2
votes

I'm trying to create a little web server that loads, using webkit, an URL to extract some data from the web page (eg: title, images sizes...).

I'm using PyQt4 to access from python to webkit. For each request, I'm creating a QThread that: - creates an QWebPage object, - run an event loop - when the loading of the webpage has finished (loadFinished signal), some code extracts data from the mainFrame of the QWebPage and kills the QThread

This works very well the first time, the web page is loaded, included all its resources (CSS, images). The second time I ask the server to load an url, the web page is loaded, but none of its resources (no css, no images). So when I try to retrieve image sizes, all size are set to 0,0.

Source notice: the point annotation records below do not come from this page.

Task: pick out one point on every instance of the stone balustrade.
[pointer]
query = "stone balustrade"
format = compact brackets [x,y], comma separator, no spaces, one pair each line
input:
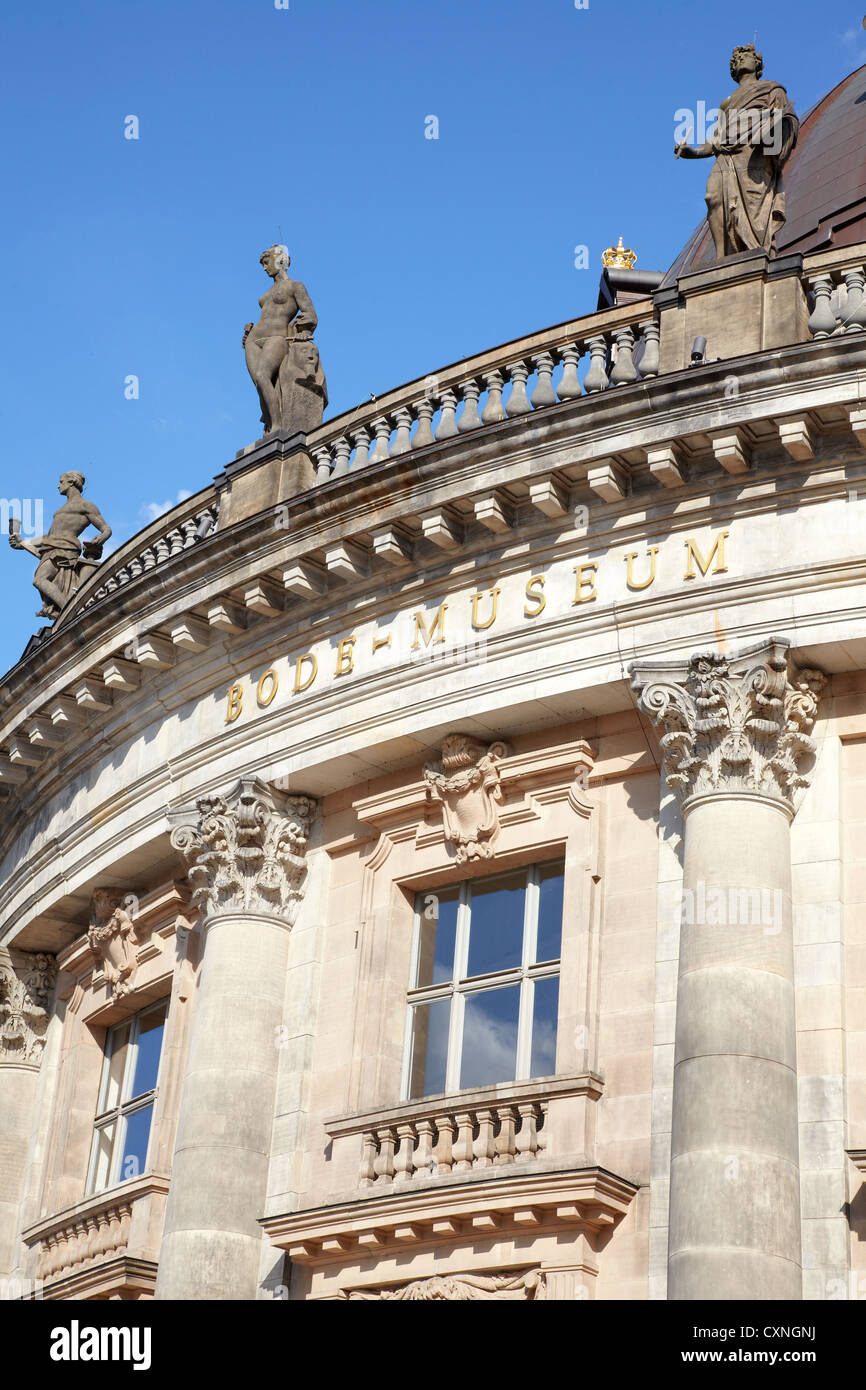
[100,1229]
[132,560]
[488,389]
[838,299]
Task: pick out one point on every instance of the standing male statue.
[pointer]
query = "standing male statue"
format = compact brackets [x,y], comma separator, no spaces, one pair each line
[63,559]
[281,355]
[755,132]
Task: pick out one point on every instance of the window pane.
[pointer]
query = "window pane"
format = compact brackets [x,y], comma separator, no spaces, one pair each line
[149,1047]
[495,933]
[438,913]
[549,912]
[118,1040]
[544,1026]
[489,1037]
[135,1143]
[428,1048]
[103,1143]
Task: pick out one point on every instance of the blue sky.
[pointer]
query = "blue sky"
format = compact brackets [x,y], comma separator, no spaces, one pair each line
[307,125]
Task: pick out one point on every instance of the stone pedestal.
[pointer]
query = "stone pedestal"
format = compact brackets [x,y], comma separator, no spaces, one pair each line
[737,748]
[246,862]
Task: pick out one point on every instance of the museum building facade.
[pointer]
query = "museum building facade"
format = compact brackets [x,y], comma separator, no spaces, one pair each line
[431,856]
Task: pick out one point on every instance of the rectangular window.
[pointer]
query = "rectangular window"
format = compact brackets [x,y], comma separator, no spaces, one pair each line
[127,1094]
[484,983]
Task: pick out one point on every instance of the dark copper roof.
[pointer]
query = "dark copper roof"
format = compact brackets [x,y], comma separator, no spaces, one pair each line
[824,181]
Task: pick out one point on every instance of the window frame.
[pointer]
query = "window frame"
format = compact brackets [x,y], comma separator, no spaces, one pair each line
[120,1112]
[460,986]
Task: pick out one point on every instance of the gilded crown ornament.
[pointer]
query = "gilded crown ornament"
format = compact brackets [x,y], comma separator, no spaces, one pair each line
[619,257]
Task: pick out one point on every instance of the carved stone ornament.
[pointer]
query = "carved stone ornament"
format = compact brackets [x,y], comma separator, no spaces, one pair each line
[734,722]
[467,784]
[111,937]
[528,1285]
[27,983]
[246,851]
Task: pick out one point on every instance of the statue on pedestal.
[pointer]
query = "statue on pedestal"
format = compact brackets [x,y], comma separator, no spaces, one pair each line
[281,355]
[64,562]
[754,136]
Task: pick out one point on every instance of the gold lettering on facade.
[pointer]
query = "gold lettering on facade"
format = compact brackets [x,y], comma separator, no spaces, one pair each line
[630,580]
[585,581]
[694,556]
[260,697]
[345,653]
[534,595]
[428,634]
[235,704]
[481,627]
[302,685]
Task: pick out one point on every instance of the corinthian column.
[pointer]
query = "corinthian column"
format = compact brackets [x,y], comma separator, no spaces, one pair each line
[737,749]
[27,986]
[246,866]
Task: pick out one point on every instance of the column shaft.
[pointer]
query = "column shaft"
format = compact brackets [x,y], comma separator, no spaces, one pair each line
[218,1178]
[734,1180]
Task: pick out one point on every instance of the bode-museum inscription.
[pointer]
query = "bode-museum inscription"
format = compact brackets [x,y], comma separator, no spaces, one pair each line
[439,628]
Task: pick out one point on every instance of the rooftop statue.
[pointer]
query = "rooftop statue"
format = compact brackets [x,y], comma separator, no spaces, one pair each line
[64,562]
[281,355]
[754,136]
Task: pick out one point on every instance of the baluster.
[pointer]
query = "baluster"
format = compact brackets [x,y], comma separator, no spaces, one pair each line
[855,313]
[424,412]
[597,377]
[402,441]
[382,439]
[649,362]
[323,458]
[544,394]
[405,1154]
[445,1144]
[448,426]
[341,458]
[823,320]
[384,1164]
[423,1159]
[541,1130]
[360,438]
[369,1151]
[505,1139]
[517,403]
[569,387]
[624,370]
[527,1136]
[470,419]
[463,1148]
[494,409]
[484,1147]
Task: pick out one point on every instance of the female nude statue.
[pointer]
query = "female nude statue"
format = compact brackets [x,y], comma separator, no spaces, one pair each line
[752,139]
[277,367]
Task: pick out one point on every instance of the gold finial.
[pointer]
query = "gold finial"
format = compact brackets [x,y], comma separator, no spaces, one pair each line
[619,257]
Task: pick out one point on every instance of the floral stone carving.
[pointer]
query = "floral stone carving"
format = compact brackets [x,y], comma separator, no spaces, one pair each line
[463,1287]
[111,936]
[734,722]
[246,851]
[27,983]
[467,784]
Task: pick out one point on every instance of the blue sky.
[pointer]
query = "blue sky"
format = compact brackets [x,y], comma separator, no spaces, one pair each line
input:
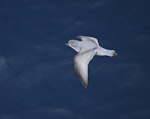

Here is some code snipset:

# The QThread responsible of loading the WebPage
class WebKitThread(QThread):
    def __init__(self, url):
        QThread.__init__(self)
        self.url = url
        self.start()
    def run(self):
        self.webkitParser = WebKitParser(self.url)
        self.exec_()

class WebKitParser(QWebPage):
    def __init__(self, url, parent=None):
        QWebPage.__init__(self, parent )
        self.loadFinished.connect(self._loadFinished)
        self.mainFrame().load(QUrl(url))

    def _loadFinished(self, result):
        self.computePageProperties()
        QThread.currentThread().exit()

    def computePageProperties(self):
        # Some custom code that reads title, image size...
        self.computedTitle=XXXXXXXX

The calling code (that respond to the HTTP request) is executing:

t = WebKitThread(url)
t.wait()
# do some stuff with properties of WebKitParser
print t.webkitParser.computedTitle
1

1 Answers

2
votes

I've managed to fix the issue: creating the QWebPage in the GUI thread (the thread of QApplication event loop) fixes the issue.

It seems the second time a QWebPage is used, it tries to access to the browser cache (even if it has been disabled by configuration). But if the first QWebPage was not created in the main GUI thread, the cache is somewhat misconfigured and not usable.

To create the QWebPage in the main GUI thread I'm using a custom QEvent (QEvent of type User) that triggers QWebPage initialization and result fetching.